Abstract

There are few data for associations of serum leptin with body fat, fat distribution, sex hormones, or fasting insulin in elderly adults. We hypothesized that the sex difference in serum leptin concentrations would disappear after adjustment for subcutaneous, but not visceral body fat. Serum leptin would not be associated with sex hormone concentrations or serum fasting insulin after adjusting for body fat and fat distribution. Subcutaneous adipose tissue (SAT) and visceral adipose tissue (VAT) volumes were measured using magnetic resonance imaging in a cross-sectional sample of 56 nondiabetic, elderly men and women aged 64 years to 94 years. Serum leptin, sex hormones (testosterone and estrone), sex hormone-binding globulin, and fasting insulin were also measured. Nine women were taking hormone replacement, and five men were clinically hypogonadal. Leptin was significantly associated with both SAT and VAT in each sex.

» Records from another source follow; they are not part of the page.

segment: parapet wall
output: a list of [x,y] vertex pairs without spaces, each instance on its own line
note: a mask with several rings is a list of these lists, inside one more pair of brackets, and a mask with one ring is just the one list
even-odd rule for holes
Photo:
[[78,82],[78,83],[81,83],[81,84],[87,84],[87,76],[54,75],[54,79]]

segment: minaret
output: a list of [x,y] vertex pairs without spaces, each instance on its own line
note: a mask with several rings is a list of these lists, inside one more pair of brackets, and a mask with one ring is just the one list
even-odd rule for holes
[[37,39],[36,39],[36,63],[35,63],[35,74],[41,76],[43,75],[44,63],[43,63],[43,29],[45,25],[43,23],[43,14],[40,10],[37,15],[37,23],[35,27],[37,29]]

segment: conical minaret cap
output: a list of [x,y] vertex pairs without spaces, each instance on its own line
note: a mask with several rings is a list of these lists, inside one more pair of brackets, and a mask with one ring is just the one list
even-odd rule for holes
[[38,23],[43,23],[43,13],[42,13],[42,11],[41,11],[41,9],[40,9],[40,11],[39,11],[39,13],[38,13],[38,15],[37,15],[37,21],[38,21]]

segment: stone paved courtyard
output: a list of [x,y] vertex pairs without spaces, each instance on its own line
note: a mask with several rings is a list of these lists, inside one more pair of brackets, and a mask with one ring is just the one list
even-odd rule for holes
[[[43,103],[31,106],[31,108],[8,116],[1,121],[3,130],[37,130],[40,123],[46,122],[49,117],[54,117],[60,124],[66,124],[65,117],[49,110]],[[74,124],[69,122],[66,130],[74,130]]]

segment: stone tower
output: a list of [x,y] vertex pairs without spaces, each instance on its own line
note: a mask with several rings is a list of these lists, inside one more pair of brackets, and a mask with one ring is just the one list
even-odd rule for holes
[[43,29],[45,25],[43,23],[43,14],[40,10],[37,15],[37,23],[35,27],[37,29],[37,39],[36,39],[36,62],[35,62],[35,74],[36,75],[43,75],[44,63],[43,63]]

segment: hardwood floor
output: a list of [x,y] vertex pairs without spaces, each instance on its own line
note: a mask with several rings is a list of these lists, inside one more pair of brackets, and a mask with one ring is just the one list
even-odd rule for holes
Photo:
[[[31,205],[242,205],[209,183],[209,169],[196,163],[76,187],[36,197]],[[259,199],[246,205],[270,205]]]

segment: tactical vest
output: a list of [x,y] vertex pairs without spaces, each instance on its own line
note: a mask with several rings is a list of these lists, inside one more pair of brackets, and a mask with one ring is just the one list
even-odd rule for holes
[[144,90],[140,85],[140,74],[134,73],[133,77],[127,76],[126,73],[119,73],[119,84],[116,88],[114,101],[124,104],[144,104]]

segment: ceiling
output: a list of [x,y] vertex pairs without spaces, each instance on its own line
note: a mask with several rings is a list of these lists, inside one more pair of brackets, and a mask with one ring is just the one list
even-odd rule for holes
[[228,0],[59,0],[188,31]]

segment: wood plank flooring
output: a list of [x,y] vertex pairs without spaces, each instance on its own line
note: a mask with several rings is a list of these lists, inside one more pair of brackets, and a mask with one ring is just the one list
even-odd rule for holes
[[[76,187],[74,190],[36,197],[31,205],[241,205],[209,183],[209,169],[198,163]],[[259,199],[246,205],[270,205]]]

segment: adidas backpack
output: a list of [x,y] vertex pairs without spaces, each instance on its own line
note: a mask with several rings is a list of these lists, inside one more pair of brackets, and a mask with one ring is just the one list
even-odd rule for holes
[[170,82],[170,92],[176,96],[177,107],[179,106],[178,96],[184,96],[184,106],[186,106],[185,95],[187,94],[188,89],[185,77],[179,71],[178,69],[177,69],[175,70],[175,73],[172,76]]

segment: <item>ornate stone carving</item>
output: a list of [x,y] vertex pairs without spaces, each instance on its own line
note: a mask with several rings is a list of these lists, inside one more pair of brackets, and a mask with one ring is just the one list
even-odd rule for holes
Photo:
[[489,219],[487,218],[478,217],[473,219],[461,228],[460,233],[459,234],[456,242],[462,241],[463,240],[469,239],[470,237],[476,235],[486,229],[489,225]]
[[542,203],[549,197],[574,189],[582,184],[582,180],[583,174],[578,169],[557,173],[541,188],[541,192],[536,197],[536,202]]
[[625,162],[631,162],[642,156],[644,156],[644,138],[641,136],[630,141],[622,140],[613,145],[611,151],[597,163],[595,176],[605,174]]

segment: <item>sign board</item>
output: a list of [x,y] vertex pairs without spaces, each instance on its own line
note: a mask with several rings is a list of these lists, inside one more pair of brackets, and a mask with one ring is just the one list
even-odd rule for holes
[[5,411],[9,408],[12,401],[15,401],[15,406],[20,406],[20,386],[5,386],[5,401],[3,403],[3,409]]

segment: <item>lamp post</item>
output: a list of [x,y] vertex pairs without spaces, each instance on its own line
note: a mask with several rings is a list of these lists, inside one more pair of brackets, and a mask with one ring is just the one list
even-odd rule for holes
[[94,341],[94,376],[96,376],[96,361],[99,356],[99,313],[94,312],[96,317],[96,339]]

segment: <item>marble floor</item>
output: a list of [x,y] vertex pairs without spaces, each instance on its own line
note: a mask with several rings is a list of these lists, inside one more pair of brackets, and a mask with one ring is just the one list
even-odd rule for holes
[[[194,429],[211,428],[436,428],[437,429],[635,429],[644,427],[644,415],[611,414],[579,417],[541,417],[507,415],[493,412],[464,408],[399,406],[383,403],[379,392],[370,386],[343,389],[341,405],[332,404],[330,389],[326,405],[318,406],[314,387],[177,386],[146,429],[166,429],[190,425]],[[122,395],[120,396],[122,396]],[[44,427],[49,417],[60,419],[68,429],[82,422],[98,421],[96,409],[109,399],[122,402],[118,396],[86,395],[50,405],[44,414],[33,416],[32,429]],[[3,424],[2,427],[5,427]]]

Adjustment for SAT reduced the sex difference in leptin by 56%, but adjustment for VAT increased the difference by 25%. Leptin was not associated with serum estrone or hormone replacement therapy in the women, but had a significant, negative association with testosterone in the men that was independent of SAT, but not VAT. Leptin was significantly associated with fasting insulin in both sexes independent of age, sex hormones, sex hormone-binding globulin, VAT and SAT. Sex difference in serum leptin is partly explained by different amounts of SAT. Studies including both men and women should adjust for SAT rather than total body fat that includes VAT. The sex difference in serum leptin is not due to estrogen, but may be partly explained by testosterone. Testosterone is negatively associated with leptin in men, but the association is confounded with VAT. Leptin is associated with fasting insulin in nondiabetic elderly men and women independent of body fat, fat distribution, or sex hormones.